Publication date: March 2016
This report outlines significant cost savings for the UK electricity system, should the potential for energy storage be realised. The impact of which could deliver savings of up to £50 a year on an average consumer energy bill through a system wide saving of up to £2.4bn a year by 2030.
The report was collaboratively funded by three major utilities, E.ON, SSE and Scottish Power, as well as the UK Department of Energy and Climate Change (DECC) and the Scottish Government. The analysis, carried out over 12 months by the Carbon Trust and Imperial College London, is the most comprehensive review to date of the benefits of storage at a UK- system level. By reviewing the societal case for storage at a system wide level the report highlights the significant savings that could be made for consumers by deploying storage. It then explores two specific example applications of distributed storage to highlight a series of core barriers to deployment that have created a market failure, and makes recommendations on how to overcome these barriers to create a level playing field for storage.

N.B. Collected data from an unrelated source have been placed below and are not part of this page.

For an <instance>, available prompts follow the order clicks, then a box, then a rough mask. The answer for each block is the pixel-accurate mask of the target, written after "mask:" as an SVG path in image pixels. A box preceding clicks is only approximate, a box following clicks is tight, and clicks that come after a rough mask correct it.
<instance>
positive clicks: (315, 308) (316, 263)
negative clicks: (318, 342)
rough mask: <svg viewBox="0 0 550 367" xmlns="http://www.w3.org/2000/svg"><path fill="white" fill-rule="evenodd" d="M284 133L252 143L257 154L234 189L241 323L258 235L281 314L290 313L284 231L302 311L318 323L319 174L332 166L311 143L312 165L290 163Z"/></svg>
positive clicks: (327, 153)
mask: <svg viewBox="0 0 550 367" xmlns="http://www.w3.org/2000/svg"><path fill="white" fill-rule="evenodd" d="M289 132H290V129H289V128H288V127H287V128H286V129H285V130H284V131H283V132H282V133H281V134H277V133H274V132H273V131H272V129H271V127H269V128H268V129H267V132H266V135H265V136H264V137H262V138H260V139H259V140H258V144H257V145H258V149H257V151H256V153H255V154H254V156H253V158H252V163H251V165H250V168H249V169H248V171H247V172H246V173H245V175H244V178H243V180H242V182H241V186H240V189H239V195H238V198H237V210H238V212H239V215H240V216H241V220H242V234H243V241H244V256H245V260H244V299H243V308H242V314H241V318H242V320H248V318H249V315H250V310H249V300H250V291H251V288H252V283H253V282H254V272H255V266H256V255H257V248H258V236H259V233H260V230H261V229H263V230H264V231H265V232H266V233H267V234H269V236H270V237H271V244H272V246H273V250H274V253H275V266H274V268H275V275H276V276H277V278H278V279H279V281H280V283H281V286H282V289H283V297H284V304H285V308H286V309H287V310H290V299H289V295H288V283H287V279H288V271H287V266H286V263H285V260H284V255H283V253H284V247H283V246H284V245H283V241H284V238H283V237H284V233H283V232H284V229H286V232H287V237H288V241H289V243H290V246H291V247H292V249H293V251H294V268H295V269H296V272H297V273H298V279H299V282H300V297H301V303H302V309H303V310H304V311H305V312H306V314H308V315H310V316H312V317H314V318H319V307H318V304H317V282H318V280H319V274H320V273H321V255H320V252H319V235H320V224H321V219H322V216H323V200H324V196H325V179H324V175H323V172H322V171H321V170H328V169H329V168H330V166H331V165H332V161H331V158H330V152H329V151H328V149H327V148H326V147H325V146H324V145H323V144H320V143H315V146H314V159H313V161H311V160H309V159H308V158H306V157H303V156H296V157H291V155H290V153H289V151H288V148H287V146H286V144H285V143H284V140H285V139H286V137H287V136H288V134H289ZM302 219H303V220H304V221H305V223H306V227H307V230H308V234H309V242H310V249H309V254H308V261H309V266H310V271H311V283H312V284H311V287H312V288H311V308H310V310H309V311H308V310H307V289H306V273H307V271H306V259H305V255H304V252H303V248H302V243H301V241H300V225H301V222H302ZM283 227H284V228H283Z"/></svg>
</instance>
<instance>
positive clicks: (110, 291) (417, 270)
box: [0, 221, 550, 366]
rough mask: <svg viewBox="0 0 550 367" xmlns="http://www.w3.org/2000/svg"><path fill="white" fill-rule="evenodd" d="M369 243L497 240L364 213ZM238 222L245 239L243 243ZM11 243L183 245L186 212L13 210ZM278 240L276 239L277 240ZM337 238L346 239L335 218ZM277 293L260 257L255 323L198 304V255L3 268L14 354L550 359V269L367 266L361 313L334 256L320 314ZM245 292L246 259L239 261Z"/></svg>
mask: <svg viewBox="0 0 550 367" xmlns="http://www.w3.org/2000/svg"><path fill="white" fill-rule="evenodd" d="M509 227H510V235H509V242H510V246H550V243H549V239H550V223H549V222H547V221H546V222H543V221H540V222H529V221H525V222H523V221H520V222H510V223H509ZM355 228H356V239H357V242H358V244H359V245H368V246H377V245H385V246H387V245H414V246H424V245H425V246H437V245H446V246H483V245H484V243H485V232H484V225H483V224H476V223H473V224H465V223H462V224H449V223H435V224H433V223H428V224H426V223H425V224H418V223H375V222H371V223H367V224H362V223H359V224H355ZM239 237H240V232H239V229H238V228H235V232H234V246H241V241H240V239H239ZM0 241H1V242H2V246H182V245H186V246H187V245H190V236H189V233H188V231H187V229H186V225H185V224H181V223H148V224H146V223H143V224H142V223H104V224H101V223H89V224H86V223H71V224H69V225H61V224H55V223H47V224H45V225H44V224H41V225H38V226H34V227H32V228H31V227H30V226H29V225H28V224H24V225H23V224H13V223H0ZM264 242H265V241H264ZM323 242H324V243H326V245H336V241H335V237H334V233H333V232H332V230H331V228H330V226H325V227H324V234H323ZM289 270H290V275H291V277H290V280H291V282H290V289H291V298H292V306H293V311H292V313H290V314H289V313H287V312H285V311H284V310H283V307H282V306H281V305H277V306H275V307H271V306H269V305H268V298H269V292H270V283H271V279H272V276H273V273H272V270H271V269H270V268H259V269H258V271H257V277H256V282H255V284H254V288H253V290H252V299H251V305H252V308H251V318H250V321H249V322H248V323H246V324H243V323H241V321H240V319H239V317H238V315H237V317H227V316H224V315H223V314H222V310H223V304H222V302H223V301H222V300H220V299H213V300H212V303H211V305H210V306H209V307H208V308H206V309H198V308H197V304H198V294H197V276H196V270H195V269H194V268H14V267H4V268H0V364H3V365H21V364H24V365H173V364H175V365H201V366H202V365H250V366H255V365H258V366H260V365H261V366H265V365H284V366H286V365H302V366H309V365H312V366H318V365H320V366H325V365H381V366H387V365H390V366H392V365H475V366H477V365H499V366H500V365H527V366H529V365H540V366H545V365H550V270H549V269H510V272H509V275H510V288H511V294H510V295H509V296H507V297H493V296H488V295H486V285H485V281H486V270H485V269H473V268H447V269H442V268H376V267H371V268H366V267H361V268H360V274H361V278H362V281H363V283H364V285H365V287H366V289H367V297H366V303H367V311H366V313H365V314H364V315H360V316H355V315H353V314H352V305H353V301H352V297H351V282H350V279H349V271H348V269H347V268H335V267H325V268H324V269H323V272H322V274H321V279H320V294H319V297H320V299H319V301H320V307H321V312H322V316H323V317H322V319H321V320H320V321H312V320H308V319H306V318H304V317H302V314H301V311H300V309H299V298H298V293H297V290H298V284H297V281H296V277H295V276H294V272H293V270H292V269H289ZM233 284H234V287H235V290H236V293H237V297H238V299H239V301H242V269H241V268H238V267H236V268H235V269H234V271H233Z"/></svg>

The report assesses the wider benefits of flexibility solutions for a future UK electricity system, examining the impact storage might have to bill payers across three future energy scenarios out to 2030. These include the National Grid’s ‘No Progression’ and ‘Gone Green’ scenarios, as well as a third scenario developed specifically for this report showing a least-cost pathway for the UK to meet its 2030 carbon emissions reduction target.
Under the National Grid’s ‘Gone Green’ scenario the addition of energy storage can unlock system cost savings of up to £2.4 billion a year by 2030. And if just 50 percent of this saving was passed on to domestic customers it could reduce the average household electricity bill by up to £50 a year.

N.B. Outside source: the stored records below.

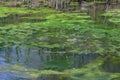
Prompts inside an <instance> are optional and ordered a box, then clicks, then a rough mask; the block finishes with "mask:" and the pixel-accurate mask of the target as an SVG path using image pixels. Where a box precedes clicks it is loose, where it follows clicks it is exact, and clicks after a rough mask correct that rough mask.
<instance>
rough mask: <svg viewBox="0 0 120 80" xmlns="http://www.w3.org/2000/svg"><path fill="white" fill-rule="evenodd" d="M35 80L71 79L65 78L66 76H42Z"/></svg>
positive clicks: (66, 79) (53, 74)
mask: <svg viewBox="0 0 120 80" xmlns="http://www.w3.org/2000/svg"><path fill="white" fill-rule="evenodd" d="M36 80H73V79H72V78H70V76H66V75H62V74H61V75H60V74H59V75H55V74H52V75H42V76H40V77H38V78H37V79H36Z"/></svg>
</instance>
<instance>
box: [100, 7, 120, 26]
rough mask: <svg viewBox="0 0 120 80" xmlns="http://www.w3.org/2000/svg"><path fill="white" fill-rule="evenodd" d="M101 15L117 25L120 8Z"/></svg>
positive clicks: (118, 22) (109, 10) (118, 24)
mask: <svg viewBox="0 0 120 80" xmlns="http://www.w3.org/2000/svg"><path fill="white" fill-rule="evenodd" d="M102 15H103V16H105V17H108V21H109V22H111V23H114V24H117V25H119V23H120V10H119V9H115V10H109V11H107V12H106V13H104V14H102Z"/></svg>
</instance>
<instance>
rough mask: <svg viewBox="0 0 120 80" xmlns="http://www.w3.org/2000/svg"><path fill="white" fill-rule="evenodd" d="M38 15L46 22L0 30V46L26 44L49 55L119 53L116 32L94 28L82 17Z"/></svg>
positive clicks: (70, 13) (117, 37)
mask: <svg viewBox="0 0 120 80" xmlns="http://www.w3.org/2000/svg"><path fill="white" fill-rule="evenodd" d="M33 15H34V14H33ZM42 15H43V16H44V18H45V19H47V21H45V22H41V23H39V22H34V23H21V24H17V25H14V24H10V25H6V26H3V27H0V44H1V46H3V45H4V46H12V45H15V44H18V45H21V44H26V45H28V46H32V47H42V48H44V47H46V48H50V49H51V50H52V51H61V50H63V51H65V52H66V53H84V52H87V53H100V54H101V53H118V52H119V49H120V47H119V46H120V44H119V43H120V37H119V33H120V30H119V29H110V28H109V29H105V28H104V26H103V25H102V26H100V27H97V26H98V25H94V24H93V21H92V20H90V16H88V15H87V14H86V13H61V14H59V13H56V14H55V13H51V14H47V15H46V14H42ZM41 17H42V16H39V18H41ZM27 18H31V17H27ZM32 18H34V16H32ZM42 18H43V17H42Z"/></svg>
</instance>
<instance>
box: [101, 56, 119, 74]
mask: <svg viewBox="0 0 120 80" xmlns="http://www.w3.org/2000/svg"><path fill="white" fill-rule="evenodd" d="M102 68H103V70H104V71H106V72H113V73H120V56H111V57H107V58H106V59H105V61H104V63H103V64H102Z"/></svg>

On a least-cost pathway, deploying storage could deliver cost savings of up to £7 billion in 2030. £2 billion of this comes from the deployment of storage, with a further £5 billion primarily from improved use of existing generation assets and optimised and reduced investment in new low carbon generation assets.

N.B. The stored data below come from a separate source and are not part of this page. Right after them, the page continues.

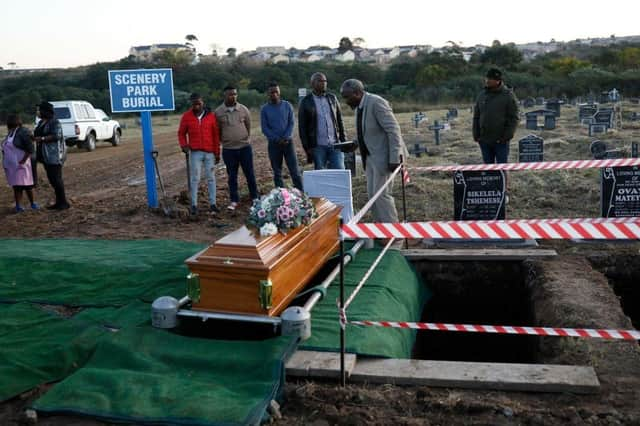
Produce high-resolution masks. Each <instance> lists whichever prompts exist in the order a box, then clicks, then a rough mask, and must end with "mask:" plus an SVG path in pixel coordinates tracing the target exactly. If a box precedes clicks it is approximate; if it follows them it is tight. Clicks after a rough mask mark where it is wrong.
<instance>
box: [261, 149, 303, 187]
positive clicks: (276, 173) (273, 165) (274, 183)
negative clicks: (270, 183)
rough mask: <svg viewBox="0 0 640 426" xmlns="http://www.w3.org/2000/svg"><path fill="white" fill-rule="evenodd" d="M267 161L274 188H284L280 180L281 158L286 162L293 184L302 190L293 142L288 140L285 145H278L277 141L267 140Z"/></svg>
mask: <svg viewBox="0 0 640 426" xmlns="http://www.w3.org/2000/svg"><path fill="white" fill-rule="evenodd" d="M268 148H269V161H271V168H272V169H273V183H274V184H275V185H276V188H284V182H283V181H282V159H283V158H284V161H285V162H286V163H287V168H288V169H289V174H290V175H291V180H292V181H293V186H295V187H296V188H298V189H299V190H300V191H302V179H300V172H299V171H298V158H297V157H296V149H295V148H294V146H293V142H292V141H289V143H287V144H286V145H280V144H279V143H278V142H269V146H268Z"/></svg>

The range of potential benefits provided by energy storage includes absorbing “wrong time” energy, then releasing it to meet demand, to help support capacity constraints and to balance the influx of intermittent and, or inflexible low carbon technologies onto the grid, plus avoiding expense associated with reinforcing assets and adding new capacity.
If the UK addresses current regulations to create a fair and transparent market, these reduced costs and increased resilience translate into cheaper household energy bills. However, the report finds that despite the technology readiness and the significant societal benefits of energy storage, the split of its benefits across network stakeholders makes it difficult for a single one to develop a business case. An incompatible market structure has reduced the commercial viability of storage for investors by increasing risk and reducing revenue potential.
The analysis shows that many of the necessary regulatory reforms are likely to be cost neutral and will require no additional funding from the government. Until the current market conditions are addressed to reflect more accurately the value that storage can provide to the network, the UK risks a future under-deployment of flexibility solutions preventing the capture of the systems benefits identified in the report.
The report calls for a clear and comprehensive strategic approach to energy storage and other forms of flexibility. Recommendations include: the creation of a multi-stakeholder taskforce to develop proposals for adaptation of market frameworks; the establishment of an inter-governmental working group to consider proposals from the taskforce to ensure changes are coordinated across the multiple and independently regulated markets relevant for storage; and joint industry projects to demonstrate specific cost or performance characteristics of storage solutions.